Duck Breast with Plum SauceA featured Wine Club recipe for Lumen Wines.
Pair this sweet and savory dish with your favorite Pinot Noir!Yield: 2
Prep Time: 10 Minutes
Cook Time: 30 Minutes
• 2 Duck Breasts patted dry and heavily salted on both sides
• 170 grams Plum Jam
• 1 tbsp Dijon Mustard
• 250 ml Chicken Stock or duck stock if you have it. If you butcher your own whole ducks you should make your own stock with the carcass
• 150 ml Red Wine
• 1 pinch Black Pepper, freshly cracked
1. Preheat your oven to 215 Celsius.
2. In a cold pan lay the duck breast fillets skin side down. Turn the fire onto the lowest setting and slowly render the fat. Once the fat begins to bubble around the edges of the breast, turn the heat up a little at a time until you are at medium high. Check to see if the skin is golden brown, then flip and cook the other side for one minute.

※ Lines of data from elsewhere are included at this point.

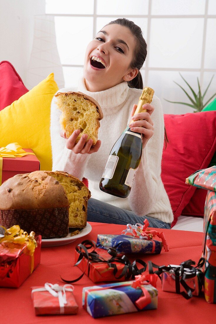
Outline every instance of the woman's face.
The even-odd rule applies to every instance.
[[[132,69],[130,64],[135,46],[126,27],[116,24],[103,27],[86,49],[83,76],[87,89],[106,90],[135,77],[138,70]]]

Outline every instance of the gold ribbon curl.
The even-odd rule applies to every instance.
[[[14,225],[7,229],[4,226],[0,227],[5,230],[4,236],[0,238],[0,244],[3,242],[24,245],[26,244],[28,250],[28,254],[31,257],[31,273],[34,270],[34,253],[37,244],[35,239],[35,233],[31,232],[29,235],[27,232],[21,229],[18,225]]]
[[[0,186],[2,184],[2,167],[3,158],[10,157],[16,158],[16,157],[22,157],[27,154],[35,155],[34,153],[32,152],[26,152],[23,149],[21,145],[17,142],[10,143],[5,147],[0,147]]]

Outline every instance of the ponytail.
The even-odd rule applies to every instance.
[[[141,89],[142,90],[143,83],[142,82],[142,75],[140,71],[138,72],[136,76],[130,81],[128,81],[127,84],[129,88],[136,88],[136,89]]]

3. Flip the breasts back to skin side down and move the pan to the oven and bake for 7 minutes. If your pan is not oven safe you will have to move the fillets to a baking dish that has been sitting in the oven since the beginning so it stays hot. While it is baking you can start the plum sauce.
4. Remove the duck from the oven and let rest on a counter top for 5 minutes.
5. Cut the breasts into about 1 cm thick slices. Plate and spoon over some of the plum sauce directly from the pan.
1. Whisk together the jam, mustard, stock, red wine, and black pepper.
2. Simmer the mixture in a pan for about 10 minutes (baking and resting time for the duck
breasts) until it is slightly thickened and reduced.